決闘については三日後に詳しい話が来るということなので今ジタバタしてもどうしようもない。
「怪我はせんでくれよ?君に何かあったらうちの長女に叱られるからな?しかし本当に全く動揺もしないんだね?」
「えっ?あ、はい、王都内の全衛兵と鬼ごっこしたあと国内の全兵力と殺し合いすることを思えば何のことはないので」
「君は令嬢二人の為に本気で一人で国と戦争をする気だったのか?」
「もちろん最悪の結末としてですがそれもやむなしかと考えておりました。繰り返しますが、今回の喧嘩はお姫さまお二人の為と言うのではなくあくまでも私の私怨ですよ?」
むっちゃ呆れた顔で首を振るコーネリウス様。
まぁあれだ、決闘なら相手は一人、どうとでもなるさ。
公爵家にも侯爵家にもこれ以上迷惑をかけないって条件さえクリア出来てるならば難易度的にはナイトメアからイージーまで下がったみたいなもんだしな。
さて、王城におわします高貴な方々やお偉いさんとの話し合いになど参加したくない俺、申し訳ないが決闘の条件の話し合いは全て公爵閣下と御嫡嗣にお任せする事に。
決闘方法が剣一本での斬り合いであろうが魔法の撃ち合いであろうが問題は無い。いざとなれば必要なスキルを取るくらいの経験値的余裕はあるし。
問題は勝利した時の条件。
あまりに度が過ぎた物は第三王子以外の王族にまで睨まれるしあまりに遠慮しすぎると今度は他の貴族に馬鹿にされると言う思ったよりも面倒くさい代物。
まぁ俺の求めるものはもう決まっているので何としても通してもらうが。
てことで公爵家内で細かい詰の話し合い。俺の前にはガイウス様(ご当主)ではなくコーネリウス様が座る。正直少しホッとしている俺がいる。

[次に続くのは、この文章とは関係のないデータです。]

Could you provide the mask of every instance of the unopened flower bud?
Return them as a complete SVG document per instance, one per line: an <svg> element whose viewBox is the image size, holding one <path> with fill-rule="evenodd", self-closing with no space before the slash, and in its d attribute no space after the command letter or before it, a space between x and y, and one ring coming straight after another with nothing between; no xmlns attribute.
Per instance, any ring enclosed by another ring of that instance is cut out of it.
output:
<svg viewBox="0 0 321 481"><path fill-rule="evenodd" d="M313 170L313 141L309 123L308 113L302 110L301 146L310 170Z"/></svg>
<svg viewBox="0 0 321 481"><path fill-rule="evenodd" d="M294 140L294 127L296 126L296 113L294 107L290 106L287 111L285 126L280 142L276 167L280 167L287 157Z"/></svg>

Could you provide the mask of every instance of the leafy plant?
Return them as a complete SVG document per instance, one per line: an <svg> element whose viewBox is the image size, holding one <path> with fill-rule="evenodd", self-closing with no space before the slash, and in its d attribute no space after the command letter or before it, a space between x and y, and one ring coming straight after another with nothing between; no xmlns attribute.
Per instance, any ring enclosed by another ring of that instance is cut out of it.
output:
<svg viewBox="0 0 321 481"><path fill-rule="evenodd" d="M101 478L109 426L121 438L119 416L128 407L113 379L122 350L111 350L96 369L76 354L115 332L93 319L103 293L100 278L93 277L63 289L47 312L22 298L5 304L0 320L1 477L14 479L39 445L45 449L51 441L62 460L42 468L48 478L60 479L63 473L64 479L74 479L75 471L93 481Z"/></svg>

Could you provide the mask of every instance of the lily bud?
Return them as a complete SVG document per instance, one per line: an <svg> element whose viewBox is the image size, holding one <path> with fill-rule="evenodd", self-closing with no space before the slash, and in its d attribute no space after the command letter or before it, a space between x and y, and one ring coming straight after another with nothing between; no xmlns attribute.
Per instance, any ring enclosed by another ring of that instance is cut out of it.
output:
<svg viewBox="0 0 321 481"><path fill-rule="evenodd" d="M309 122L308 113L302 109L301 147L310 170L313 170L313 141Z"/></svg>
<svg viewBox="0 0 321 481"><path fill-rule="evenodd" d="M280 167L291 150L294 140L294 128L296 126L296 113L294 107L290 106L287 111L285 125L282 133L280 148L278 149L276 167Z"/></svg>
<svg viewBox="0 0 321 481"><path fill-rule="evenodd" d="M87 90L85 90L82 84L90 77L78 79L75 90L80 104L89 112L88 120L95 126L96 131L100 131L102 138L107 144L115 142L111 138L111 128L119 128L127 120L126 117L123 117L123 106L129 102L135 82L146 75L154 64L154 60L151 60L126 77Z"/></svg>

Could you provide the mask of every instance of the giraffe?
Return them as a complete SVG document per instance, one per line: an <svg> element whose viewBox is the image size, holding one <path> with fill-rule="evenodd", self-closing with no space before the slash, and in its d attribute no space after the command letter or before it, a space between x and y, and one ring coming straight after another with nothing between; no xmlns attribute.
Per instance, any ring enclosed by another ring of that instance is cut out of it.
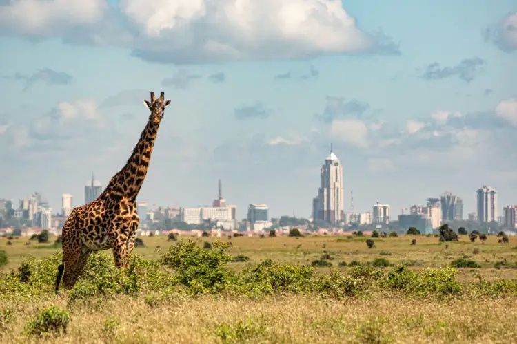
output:
<svg viewBox="0 0 517 344"><path fill-rule="evenodd" d="M63 261L58 268L56 293L61 277L66 289L74 287L92 251L112 248L117 268L127 268L129 264L140 222L136 196L147 174L158 127L170 100L165 100L163 92L158 99L151 92L151 101L143 103L151 114L128 162L94 201L74 208L63 226Z"/></svg>

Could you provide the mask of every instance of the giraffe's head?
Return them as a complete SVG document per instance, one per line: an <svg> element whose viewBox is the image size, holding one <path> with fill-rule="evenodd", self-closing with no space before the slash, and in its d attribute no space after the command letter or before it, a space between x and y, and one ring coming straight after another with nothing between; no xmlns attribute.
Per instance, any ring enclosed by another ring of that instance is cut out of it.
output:
<svg viewBox="0 0 517 344"><path fill-rule="evenodd" d="M151 110L151 116L149 116L149 120L152 120L155 123L159 123L163 118L163 111L165 110L165 107L170 104L170 100L165 100L165 94L161 92L160 94L160 98L158 99L154 96L154 92L151 91L151 101L143 100L143 103L145 107Z"/></svg>

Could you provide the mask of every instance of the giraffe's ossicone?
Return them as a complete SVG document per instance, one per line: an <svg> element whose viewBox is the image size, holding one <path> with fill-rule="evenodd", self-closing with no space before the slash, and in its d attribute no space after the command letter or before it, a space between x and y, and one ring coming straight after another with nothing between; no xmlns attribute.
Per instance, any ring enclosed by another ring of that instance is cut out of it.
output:
<svg viewBox="0 0 517 344"><path fill-rule="evenodd" d="M125 166L112 178L97 200L74 208L65 222L63 262L58 268L56 293L61 277L65 288L73 288L92 251L112 248L116 266L128 267L140 222L136 196L149 168L163 112L170 104L163 92L159 98L151 92L151 101L143 102L151 114Z"/></svg>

だって・・・ガイウス様・・・顔が厳ついんだもん、身体もごついしさ。
「ふむ、1つ目が『第三王子による公爵令嬢フィオーラと侯爵令嬢リリアナに対する公式な場での丁寧な謝罪と今後一切関わりを持たないことの証言』。そして2つ目が『王家は今後何があろうともハリスとは関わりを持たないことの証言』」
「はい、その2つでお願いします」
「王家にこの条件を飲ませるということは君は今後都貴族(王家直属の貴族)になる事は無くなってしまうと言うことだよ?」
「ええ、元々貴族になるつもりはまったくありませんでしたし、あの様な馬鹿を放置する様な王家に仕えたいとも思えませんし」
1つ目は王族に頭を下げろという結構な無茶振りであるが相手は最近色々とやらかしてるらしい第三王子、なおかつ決闘を申し込んでいる側である。断れば『何?お前決闘申し込んで負けるのが恐いの?』とまさしく物笑いの種を蒔くことになる。2つ目はそもそも王家にとって俺なんて『お前、誰だよ?』って話なので何の問題もない。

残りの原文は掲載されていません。